9. The method of claim 4 wherein a rinsing step is accomplished by the user performing the following steps:

a. switching said draw tube to a supply tube of a rinsing agent supply jar;

b. replacing said spray gun with said wand;

c. siphoning of said rinsing agent from said rinsing agent supply jar to said venturi injector;

d. mixing of said hot pressurized water with said rinsing agent;

e. dispensing a diluted rinsing agent to said target surface using said wand;

f. covering said spraying device when left unattended.

g. extracting spent chemical, excess moisture, and particulate through said vacuum hose from said target surface to a waste tank at said cleaning machine using the wand.

10. The method of claim 4 wherein a protecting step is accomplished by the user performing the following steps:

a. switching said draw tube to a supply tube of a fabric protectant supply jar;

b. replacing said wand with said spray gun;

c. siphoning of said fabric protectant from said fabric protectant supply jar to said venturi injector;

d. mixing of water with said fabric protectant;

e. dispensing a diluted fabric protectant to said target surface using said spray gun;

f. covering said spraying device when left unattended; and

g. agitating fibers with a hand-held carpet rake to help distribute said protectant evenly.

11. The method of claim 4 wherein cleaning is concluded; by the user performing the following steps:

a. reconnecting said supply hose and said delivery hose as one unit;

b. returning reconnected said supply hose and said delivery hose along with said vacuum hose to said cleaning machine;

c. stowing said spray gun; said cover, and said accessories inside said container of said spraying device;

d. removing said second end from said second end holster bracket;

e. reconnecting said second end to said female quick disconnect fitting downstream of said venturi injector;

f. carrying said spraying device back to said cleaning machine; and

g. storing said spraying device as one compact unit at said cleaning machine, whereby unit is ready to manage, transport, and dispense a said plurality of chemicals needed for every other job to be done that day.
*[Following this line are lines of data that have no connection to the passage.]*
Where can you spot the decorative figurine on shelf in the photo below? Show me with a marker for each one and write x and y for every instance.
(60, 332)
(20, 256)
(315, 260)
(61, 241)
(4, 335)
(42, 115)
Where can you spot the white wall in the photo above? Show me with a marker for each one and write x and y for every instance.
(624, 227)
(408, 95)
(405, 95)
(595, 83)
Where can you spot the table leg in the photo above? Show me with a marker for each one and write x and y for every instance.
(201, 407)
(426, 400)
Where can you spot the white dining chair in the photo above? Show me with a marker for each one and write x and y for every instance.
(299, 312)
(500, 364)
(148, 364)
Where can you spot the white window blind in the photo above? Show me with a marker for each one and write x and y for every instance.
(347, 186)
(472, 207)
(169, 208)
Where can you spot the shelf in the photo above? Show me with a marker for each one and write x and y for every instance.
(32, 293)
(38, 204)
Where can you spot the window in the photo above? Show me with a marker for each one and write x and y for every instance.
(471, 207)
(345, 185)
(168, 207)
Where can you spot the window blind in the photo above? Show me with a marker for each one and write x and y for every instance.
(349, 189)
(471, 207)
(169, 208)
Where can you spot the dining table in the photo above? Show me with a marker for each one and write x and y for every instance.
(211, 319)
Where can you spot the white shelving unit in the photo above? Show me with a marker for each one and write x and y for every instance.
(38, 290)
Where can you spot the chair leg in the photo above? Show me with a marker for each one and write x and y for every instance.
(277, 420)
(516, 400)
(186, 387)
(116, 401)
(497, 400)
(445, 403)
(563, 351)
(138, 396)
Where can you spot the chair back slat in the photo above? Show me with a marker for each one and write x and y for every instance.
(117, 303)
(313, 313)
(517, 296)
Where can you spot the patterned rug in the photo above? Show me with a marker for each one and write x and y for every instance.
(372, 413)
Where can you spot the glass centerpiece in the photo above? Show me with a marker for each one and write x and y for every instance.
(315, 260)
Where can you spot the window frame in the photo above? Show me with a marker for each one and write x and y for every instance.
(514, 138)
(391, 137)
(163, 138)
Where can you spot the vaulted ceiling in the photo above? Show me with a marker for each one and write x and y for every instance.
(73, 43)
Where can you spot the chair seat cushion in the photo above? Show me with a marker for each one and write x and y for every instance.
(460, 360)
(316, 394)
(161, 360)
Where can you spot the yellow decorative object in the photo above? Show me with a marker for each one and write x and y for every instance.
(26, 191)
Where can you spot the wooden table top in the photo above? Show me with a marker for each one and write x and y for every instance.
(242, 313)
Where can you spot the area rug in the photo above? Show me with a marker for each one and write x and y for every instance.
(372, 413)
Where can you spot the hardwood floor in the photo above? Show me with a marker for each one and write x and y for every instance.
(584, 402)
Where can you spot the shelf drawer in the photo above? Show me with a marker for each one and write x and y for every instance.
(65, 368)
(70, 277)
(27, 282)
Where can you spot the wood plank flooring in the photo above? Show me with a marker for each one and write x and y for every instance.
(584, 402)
12. A kit for retrofitting a hand-held injection sprayer having a venturi injector, the retrofit kit comprises:

a container used for storing; transporting; and dispensing a plurality of chemicals;

a plurality of supply jars disposed within said container;

a plurality of supply tube assemblies, each said supply tube slidably received thru a hole in its designated said supply jar lid; and said supply tube extending from the base of said container to said rim of said container whereby any of said supply tube assemblies may be joined by releasable fluid connection means to between a draw tube extending fixedly from a check valve of said venturi injector to any point along said rim of said container;

a chemical draw means comprises siphoning of a chemical concentrate from said supply jar from which said supply tube assembly extends and in which the said supply tube is in releasable fluid connection means with said draw tube;

a length of elongate flexible delivery hose in releasable fluid connection with downstream end of said venturi injector; and

a chemical dispensing means comprises flow of pressurized dilute chemical solution from downstream side of said venturi injector thru said length of elongate flexible delivery hose to a target surface; whereby dilute chemical solution is dispensed to said target surface by fluid delivery means comprising a spray gun or a carpet cleaner's wand.

13. The kit of claim 10 wherein said releasable fluid connection means comprises a quick-disconnect coupling.